One slides onto the bench beside me, her perfume thick and sugary. She touches my arm lightly—testing, bold. Another leans across the table with a smile that promises a night she assumes I want.
I give them the same charm I always do—easy, polite, with a cool smile that doesn’t reach my eyes. A nod here. A murmur there. Enough to entertain, never enough to invite. They notice. They always do.
The spark they’re looking for isn’t there.
Desire doesn’t stir. Interest doesn’t flicker. Their softness, their perfume, their practiced flirting—none of it touches me.
My mind is elsewhere.
On Eden. Her voice. Her sharpness. The way she assesses a room without announcing it. The careful distance she keeps. The tremor she tries to hide. I see her in flashes, little moments that wouldn’t mean anything to most.
She’s lodged in my thoughts like a trigger that refuses to reset.
I take a drink, letting the burn slide down my throat.

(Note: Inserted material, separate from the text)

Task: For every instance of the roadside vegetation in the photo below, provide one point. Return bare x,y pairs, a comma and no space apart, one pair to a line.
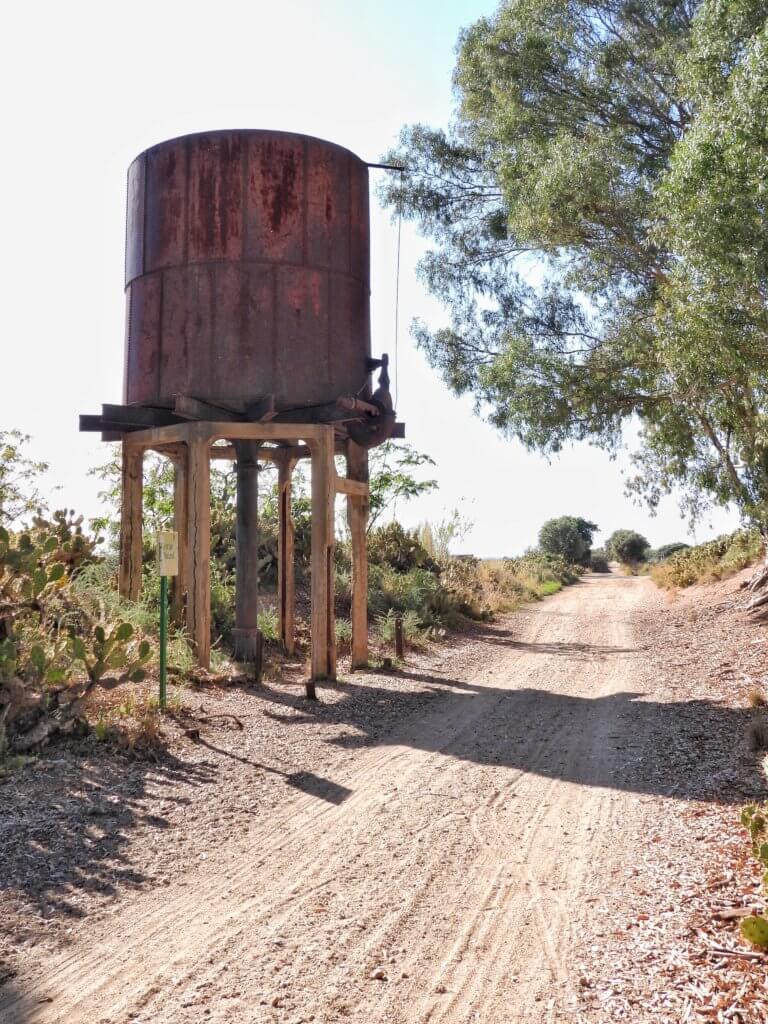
708,562
74,653
621,147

The club hums around me—dice being thrown on a nearby table, poker chips snapping together, someone cheering after a bet pays off. Lukyan leans back, laughing at some joke Ardaleon throws at him.
The night should feel good. It usually does.
Instead, restlessness coils under my skin, fed by the memory of her voice.
The hours blur. Deals discussed in coded language. A brief argument between two drunk men that Kirill ends with a single look. More women drifting in and out, hoping for attention I don’t give. Games of chance, shots of liquor, smoke curling from cigars in the VIP booth next to ours.
Then Viktor approaches through the crowd—silent, focused, and cutting through the noise like a blade. He leans down beside me, voice low enough only I hear.
“She went to a police station today.”
The club seems to pause around me. I set my drink down slowly. “Details.”
“She didn’t speak to anyone,” he says. “Didn’t file anything. Didn’t go inside. She stood at the entrance for a few minutes, looked around, then walked away.”
Ardaleon, seated beside me, tenses slightly. “Checking her options.”
“Or testing boundaries,” I murmur.
Viktor nods once. “We followed her the whole time. No one approached her. No phone calls. No messages after. She seemed… conflicted.”
Conflicted. The word settles deep in my chest.
Lukyan whistles low across the table. “If she’s thinking about talking, we need to move before she does.”
“No,” I say.
The single word shuts down the conversation around us. My men look at me, waiting, knowing I measure everything before I commit.
I lean back, letting the thrum of the club wash around me again, letting myself feel the shape of this new development.
She almost stepped inside. Almost.
Fear pushes people into certainty. Curiosity pulls them into danger. Eden is caught in the middle. Torn between what she knows and what she senses. That tension—the line between running and staying—is exactly the moment I’ve been waiting for.
The moment where she’s vulnerable enough to bend.
A slow grin unfurls across my face—not warm, not soft, but sharp. Predatory. Satisfied.
Ardaleon sees it and shakes his head. “That look means trouble.”
“For who?” Lukyan asks.
“For her,” Ardaleon says, though his tone carries a flicker of something else. Recognition, maybe even concern.